When an auditor walks through a self‑hosted environment and sees a complete, immutable audit trail of who accessed what, when, and under which policy, the iso 27001 audit is essentially done. The evidence package includes session recordings, approval logs, and masked data extracts that prove compliance without exposing secrets.
Why iso 27001 matters for self‑hosted deployments
iso 27001 requires organizations to demonstrate that access to information assets is controlled, monitored, and reviewed. Controls such as A.9.2 (user access management), A.12.4 (logging and monitoring), and A.15.1 (supplier relationships) all hinge on reliable artifacts.
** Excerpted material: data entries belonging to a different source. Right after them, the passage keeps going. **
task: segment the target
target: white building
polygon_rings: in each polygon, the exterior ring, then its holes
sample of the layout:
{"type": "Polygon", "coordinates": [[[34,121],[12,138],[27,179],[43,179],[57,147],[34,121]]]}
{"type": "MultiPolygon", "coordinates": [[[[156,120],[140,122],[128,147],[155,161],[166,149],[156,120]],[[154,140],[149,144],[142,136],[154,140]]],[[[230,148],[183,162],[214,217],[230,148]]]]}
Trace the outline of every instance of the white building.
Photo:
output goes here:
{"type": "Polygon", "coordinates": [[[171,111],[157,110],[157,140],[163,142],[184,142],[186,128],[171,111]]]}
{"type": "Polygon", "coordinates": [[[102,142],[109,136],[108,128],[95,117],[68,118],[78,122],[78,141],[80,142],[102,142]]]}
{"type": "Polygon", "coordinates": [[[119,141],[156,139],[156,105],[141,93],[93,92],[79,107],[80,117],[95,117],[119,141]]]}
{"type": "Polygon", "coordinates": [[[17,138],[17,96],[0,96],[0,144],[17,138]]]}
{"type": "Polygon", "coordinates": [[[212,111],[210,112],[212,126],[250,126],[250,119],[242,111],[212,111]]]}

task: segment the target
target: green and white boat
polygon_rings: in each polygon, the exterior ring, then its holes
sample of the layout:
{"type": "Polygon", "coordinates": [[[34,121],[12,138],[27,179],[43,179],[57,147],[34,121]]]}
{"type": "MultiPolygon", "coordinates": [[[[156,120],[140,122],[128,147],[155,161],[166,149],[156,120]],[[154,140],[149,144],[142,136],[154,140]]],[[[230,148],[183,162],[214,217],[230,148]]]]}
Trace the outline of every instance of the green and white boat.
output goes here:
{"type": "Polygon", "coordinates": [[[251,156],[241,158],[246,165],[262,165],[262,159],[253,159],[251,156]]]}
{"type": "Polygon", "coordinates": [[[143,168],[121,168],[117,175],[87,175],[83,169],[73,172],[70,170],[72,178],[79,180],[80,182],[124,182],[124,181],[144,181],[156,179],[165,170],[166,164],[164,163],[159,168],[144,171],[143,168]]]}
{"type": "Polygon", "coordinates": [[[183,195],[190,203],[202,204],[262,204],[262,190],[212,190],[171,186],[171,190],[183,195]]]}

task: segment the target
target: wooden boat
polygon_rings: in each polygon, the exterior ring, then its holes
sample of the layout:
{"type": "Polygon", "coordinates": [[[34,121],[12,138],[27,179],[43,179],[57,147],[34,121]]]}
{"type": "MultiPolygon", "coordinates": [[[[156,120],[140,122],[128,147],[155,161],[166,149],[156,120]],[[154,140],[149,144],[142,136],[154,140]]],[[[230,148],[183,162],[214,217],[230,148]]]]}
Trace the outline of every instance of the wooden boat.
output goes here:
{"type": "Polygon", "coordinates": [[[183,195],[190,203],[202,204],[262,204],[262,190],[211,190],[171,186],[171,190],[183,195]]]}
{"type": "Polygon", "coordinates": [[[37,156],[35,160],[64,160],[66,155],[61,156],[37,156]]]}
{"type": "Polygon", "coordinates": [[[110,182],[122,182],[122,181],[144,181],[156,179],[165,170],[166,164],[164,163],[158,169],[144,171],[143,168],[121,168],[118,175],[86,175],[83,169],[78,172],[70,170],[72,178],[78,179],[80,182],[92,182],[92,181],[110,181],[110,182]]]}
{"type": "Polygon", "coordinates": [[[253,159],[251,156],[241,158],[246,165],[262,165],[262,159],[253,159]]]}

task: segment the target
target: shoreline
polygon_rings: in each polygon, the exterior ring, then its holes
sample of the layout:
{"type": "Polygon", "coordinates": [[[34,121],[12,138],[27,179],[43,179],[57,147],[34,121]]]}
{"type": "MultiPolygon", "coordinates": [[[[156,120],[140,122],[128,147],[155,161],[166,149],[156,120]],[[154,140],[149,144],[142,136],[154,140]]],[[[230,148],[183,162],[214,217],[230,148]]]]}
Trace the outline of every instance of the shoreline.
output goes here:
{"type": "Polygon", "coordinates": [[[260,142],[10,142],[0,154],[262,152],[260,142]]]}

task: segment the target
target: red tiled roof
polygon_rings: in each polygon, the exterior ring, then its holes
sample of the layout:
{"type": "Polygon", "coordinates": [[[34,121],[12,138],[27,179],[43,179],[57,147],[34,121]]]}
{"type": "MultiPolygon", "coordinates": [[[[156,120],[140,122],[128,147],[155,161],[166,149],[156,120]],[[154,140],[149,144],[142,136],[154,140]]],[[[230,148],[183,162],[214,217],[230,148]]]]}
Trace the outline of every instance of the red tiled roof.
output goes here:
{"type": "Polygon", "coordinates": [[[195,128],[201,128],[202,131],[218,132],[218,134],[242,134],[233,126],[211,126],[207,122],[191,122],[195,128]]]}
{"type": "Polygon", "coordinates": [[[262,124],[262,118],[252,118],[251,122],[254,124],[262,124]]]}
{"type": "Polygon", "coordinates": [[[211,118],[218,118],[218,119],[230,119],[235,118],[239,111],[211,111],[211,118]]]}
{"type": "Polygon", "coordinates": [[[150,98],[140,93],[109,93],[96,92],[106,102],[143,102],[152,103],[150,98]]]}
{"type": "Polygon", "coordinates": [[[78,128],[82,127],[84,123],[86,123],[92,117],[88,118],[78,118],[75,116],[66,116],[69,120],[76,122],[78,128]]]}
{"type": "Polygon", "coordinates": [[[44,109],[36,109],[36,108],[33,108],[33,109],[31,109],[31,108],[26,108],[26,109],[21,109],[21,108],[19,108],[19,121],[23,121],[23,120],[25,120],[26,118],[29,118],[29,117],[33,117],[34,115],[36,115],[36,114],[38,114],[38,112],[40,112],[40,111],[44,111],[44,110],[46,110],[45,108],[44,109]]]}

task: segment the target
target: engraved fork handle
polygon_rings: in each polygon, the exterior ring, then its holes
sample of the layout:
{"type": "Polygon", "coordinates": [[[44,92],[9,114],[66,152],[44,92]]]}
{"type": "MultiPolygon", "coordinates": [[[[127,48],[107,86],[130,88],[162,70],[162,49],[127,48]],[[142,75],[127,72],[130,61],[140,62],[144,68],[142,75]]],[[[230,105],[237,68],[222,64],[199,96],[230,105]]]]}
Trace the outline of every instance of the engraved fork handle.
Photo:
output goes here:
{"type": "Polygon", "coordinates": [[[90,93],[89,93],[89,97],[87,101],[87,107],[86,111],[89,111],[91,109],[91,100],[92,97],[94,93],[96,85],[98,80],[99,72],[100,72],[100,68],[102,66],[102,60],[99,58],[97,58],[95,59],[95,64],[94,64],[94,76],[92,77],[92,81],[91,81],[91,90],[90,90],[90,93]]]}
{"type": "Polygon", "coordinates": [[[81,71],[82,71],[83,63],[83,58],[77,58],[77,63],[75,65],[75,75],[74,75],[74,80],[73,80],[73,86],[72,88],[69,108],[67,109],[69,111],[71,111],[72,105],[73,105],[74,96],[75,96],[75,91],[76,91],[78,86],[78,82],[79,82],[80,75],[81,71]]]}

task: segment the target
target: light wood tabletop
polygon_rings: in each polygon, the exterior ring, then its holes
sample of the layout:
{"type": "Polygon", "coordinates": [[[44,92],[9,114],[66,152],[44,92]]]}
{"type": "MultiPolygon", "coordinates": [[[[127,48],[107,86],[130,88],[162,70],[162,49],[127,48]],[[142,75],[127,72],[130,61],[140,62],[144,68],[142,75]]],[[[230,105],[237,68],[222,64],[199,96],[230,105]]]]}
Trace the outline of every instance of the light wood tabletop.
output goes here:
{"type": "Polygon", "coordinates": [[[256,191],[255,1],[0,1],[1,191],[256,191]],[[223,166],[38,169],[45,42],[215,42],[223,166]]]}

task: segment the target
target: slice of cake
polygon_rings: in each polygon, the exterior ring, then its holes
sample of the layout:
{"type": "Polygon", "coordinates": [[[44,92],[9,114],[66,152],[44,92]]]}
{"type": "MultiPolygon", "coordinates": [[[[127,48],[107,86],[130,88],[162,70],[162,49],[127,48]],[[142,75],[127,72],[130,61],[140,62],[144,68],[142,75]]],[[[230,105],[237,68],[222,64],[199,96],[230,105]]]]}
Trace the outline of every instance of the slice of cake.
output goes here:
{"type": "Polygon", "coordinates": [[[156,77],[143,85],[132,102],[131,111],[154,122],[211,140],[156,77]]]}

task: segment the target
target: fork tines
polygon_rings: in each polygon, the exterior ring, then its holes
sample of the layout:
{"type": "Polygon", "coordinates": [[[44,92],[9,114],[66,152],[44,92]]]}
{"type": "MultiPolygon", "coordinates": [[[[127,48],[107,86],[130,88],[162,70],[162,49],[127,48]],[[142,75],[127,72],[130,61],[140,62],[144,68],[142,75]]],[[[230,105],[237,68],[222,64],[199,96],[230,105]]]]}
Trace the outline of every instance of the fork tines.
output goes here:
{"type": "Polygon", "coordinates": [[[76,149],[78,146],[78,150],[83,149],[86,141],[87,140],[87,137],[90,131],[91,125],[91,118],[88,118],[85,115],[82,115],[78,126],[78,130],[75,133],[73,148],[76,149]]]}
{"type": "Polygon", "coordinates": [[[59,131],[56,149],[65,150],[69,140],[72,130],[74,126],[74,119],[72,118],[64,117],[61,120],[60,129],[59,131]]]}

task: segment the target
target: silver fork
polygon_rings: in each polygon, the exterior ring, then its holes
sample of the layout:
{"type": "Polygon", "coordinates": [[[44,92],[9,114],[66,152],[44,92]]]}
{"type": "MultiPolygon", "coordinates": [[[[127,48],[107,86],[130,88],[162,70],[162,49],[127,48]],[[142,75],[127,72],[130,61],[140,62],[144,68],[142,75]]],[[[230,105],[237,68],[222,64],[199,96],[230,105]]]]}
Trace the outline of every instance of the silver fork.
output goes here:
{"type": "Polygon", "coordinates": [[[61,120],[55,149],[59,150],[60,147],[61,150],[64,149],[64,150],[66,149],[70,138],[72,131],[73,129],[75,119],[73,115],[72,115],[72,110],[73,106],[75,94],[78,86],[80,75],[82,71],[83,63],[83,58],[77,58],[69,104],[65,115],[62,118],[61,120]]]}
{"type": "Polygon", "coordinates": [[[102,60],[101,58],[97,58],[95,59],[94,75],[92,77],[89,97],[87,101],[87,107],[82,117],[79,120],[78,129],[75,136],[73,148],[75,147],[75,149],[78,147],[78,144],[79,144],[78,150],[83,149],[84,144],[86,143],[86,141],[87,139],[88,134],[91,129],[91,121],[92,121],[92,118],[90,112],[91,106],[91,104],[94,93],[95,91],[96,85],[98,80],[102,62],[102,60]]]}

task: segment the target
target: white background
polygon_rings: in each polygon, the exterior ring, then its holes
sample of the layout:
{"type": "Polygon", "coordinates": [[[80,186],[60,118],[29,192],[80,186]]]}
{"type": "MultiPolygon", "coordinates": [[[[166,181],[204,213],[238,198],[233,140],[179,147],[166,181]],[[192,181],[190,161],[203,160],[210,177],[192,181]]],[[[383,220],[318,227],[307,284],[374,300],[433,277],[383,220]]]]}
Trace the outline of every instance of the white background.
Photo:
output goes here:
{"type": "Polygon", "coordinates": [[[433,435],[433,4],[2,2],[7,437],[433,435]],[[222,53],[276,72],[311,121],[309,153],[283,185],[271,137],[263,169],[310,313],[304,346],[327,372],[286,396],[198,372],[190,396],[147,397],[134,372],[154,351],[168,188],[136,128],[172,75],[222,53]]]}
In a self‑hosted model the responsibility for generating those artifacts lies entirely with the team that runs the infrastructure.
Current gaps in typical self‑hosted setups
Most teams start with a shared service account or a static SSH key that lives on the bastion host. Engineers log in directly to databases, Kubernetes clusters, or internal HTTP services using that credential. The process looks simple, but it creates several compliance blind spots:
- The shared credential masks the individual identity, so the system cannot tell which user executed a command.
- Teams do not record session activity, making replay or forensic analysis impossible.
- Sensitive fields, passwords, personal identifiers, credit‑card numbers, stream back to the client in clear text.
- Emergency access is granted by copying the shared secret, leaving no approval trail.
These gaps mean that, even if the organization has a well‑designed identity provider (the Setup layer that decides who may start a session), the downstream request reaches the target directly without any enforcement point. The audit log remains incomplete, masking never happens, and the team cannot prove that a just in time approval was obtained.
How hoop.dev creates audit‑ready evidence
hoop.dev inserts a Layer 7 gateway between the identity provider and the target resource. Because the gateway is the only place the traffic passes, it becomes the data path where enforcement can be applied.
After a user authenticates via OIDC or SAML, hoop.dev validates the token, extracts group membership, and then proxies the connection. While the request flows through the gateway, hoop.dev can:
- Record every session. hoop.dev captures each command, query, or API call and stores it for replay. This satisfies the logging requirement of iso 27001.
- Apply inline data masking. hoop.dev redacts sensitive response fields before they reach the client, ensuring that auditors can see that data protection controls are active without exposing the raw values.
- Require just in time approval. hoop.dev triggers a workflow for high‑risk operations that must be approved by an authorized reviewer before the command is forwarded.
- Enforce command‑level blocking. hoop.dev rejects dangerous statements such as DROP DATABASE, reducing the blast radius of accidental or malicious actions.
All of these outcomes happen because hoop.dev sits in the data path; removing the gateway would eliminate the evidence entirely. The Enforcement outcomes exist only because hoop.dev is the enforcement point.